Counting the Stars
nec meum respectet, ut ante, amorem,
qui illius culpa cecidit velut prati
ultimi flos, praetereunte postquam
tactus aratro est
tell her not to believe my love
is as it was
but blame herself
that it has fallen like a flower
at the far field’s edge
under the plough
He’s up in the dead of night again, with one lamp burning. His eyes sting, his body is stiff with lack of sleep. Even the owls have gone to bed. She’ll be sleeping, he’s sure of it. Arms flung back behind her head, face to one side, breath coming heavily because of the wine the night before. She’ll sleep on steadily until long after the sun is up and then she’ll call for Aemilia. Her skin will be bright and clear. They’ll gossip in the warm sunlight, while Aemilia washes and dresses Clodia’s hair, and neatly dodges a slap when she pulls a lock too tight.
‘Did you have a good evening, my lady?’
‘You were asleep in your chair when I came in. I told you not to wait up for me.’
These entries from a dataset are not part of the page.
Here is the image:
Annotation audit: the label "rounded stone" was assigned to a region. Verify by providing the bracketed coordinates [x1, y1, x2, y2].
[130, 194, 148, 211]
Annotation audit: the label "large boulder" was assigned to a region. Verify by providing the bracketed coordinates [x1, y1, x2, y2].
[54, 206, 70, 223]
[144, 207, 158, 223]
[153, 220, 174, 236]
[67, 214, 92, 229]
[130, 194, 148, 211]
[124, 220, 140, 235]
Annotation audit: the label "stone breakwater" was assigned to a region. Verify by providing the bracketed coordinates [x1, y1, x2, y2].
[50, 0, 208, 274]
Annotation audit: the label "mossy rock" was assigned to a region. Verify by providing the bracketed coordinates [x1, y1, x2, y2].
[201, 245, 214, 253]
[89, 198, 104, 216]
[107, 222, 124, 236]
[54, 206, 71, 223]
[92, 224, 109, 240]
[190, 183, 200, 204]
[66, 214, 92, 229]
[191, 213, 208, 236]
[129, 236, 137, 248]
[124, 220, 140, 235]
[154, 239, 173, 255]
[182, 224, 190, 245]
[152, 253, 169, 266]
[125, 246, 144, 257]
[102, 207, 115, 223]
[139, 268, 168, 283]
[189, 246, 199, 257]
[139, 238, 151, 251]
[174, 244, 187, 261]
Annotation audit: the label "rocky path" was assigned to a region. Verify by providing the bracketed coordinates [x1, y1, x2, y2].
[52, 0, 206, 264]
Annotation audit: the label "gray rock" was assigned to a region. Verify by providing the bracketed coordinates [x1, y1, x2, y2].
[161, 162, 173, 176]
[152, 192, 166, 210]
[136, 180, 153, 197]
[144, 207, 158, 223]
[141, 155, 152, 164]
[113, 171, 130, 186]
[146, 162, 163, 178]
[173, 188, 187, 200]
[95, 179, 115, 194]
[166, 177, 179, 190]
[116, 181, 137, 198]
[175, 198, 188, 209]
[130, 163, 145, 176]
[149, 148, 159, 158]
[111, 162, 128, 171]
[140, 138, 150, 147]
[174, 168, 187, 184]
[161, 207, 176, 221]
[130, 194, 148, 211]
‘It’s the master’s orders.’
‘Just don’t let me catch you yawning today, that’s all. It’s like having your hair combed by a corpse.’
‘Shall I sing you a song, my lady?’
‘As long as it’s a nice one.’
They both laugh. After a moment’s thought, Aemilia bursts out plangently:
Mother, make a bed with straw
Mother, fill a cup with gall,
For your son has come home
Like a colt from distant pastures
Stumbling to shelter,
Look from your doorway, he’s coming
Over the fields, faltering
Where love has poisoned him,
Lay him on straw and cover him,
Bring gall to his lips
For love has laid death on your child,
False love has murdered your son –
The comb clatters to the floor as Clodia pulls her head away.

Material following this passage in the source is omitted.